First-trimester increase in oxidative stress and risk of small-for-gestational-age fetus
Article first published online: 11 MAR 2009
© 2009 The Authors Journal compilation © RCOG 2009 BJOG An International Journal of Obstetrics and Gynaecology
BJOG: An International Journal of Obstetrics & Gynaecology
Volume 116, Issue 5, pages 637–642, April 2009
How to Cite
Potdar, N., Singh, R., Mistry, V., Evans, M., Farmer, P., Konje, J. and Cooke, M. (2009), First-trimester increase in oxidative stress and risk of small-for-gestational-age fetus. BJOG: An International Journal of Obstetrics & Gynaecology, 116: 637–642. doi: 10.1111/j.1471-0528.2008.02096.x
- Issue published online: 11 MAR 2009
- Article first published online: 11 MAR 2009
- Accepted 1 December 2008.
- DNA damage;
- fetal growth restriction;
- oxidative stress;
Objective Investigation of increased oxidative stress in early pregnancy and association with an increased risk of small-for-gestational-age (SGA) fetus.
Design Longitudinal case–control study.
Setting University Hospitals of Leicester NHS Trust, Leicester, UK.
Population Low-risk pregnant women with no current or pre-existing medical illness were recruited at a large teaching hospital from 2004 to 2006.

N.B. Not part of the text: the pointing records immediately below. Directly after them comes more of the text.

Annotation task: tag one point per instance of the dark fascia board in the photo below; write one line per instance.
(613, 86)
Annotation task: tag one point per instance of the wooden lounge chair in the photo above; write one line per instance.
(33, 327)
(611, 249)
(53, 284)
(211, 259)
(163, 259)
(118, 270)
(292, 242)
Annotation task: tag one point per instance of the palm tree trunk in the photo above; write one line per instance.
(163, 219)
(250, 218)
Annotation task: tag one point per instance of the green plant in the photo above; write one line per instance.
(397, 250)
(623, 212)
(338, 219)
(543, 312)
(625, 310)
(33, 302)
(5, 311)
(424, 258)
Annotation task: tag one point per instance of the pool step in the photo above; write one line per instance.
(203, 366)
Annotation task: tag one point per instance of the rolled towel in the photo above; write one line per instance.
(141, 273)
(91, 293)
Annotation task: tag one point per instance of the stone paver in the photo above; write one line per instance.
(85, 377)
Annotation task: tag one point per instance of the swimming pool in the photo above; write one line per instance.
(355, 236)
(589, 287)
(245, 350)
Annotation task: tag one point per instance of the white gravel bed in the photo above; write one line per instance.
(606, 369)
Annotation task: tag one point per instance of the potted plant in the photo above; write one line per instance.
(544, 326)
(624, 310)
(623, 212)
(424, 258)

Methods Recruitment performed at the time of the dating ultrasound scan (12 ± 2 weeks of gestation). Spot urine samples collected at 12 ± 2 and 28 ± 2 weeks of gestation were analysed for 8-oxo-7,8-dihydro-2′-deoxyguanosine (8-oxodG) by liquid chromatography with tandem mass spectrometry). SGA was defined as birthweight <10th centile based on customised centile calculator (www.gestation.net). This identified the cases (n= 55), whereas controls (n= 55) were mothers whose babies were appropriate for gestational age (AGA, birthweight 10th–90th centile). Statistical analysis was performed using GraphPad Prism v.5. The relationship between maternal urinary 8-oxodG at different gestations and customised SGA was investigated by nonparametric tests.
Main outcome measures Customised SGA and AGA pregnancies.

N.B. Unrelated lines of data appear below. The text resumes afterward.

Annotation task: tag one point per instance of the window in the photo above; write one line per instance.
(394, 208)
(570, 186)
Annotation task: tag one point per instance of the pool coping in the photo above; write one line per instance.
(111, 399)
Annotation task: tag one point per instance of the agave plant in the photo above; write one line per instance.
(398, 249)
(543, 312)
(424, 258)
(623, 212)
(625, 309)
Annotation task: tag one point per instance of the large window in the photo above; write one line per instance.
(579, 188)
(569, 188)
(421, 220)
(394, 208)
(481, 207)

Results Urinary 8-oxodG concentrations were significantly increased in pregnancies with subsequent SGA compared with concentrations in normal pregnancies; 12 weeks: 2.8 (interquartile range [IQR] 1.96–3.67) versus 2.2 (IQR 1.26–3.28) pmol 8-oxodG/μmol creatinine (P= 0.0007); 28 weeks: 2.21 (IQR 1.67–3.14) versus 1.68 (IQR 1.16–2.82) pmol 8-oxodG/μmol creatinine (P < 0.0002). Concentrations decreased significantly between week 12 and 28 (P= 0.04 and P= 0.02 for controls and cases).
Conclusions In this study, urinary 8-oxodG at 12 and 28 weeks were elevated in SGA compared with AGA pregnancies. This may reflect early placental changes predating clinical features of SGA.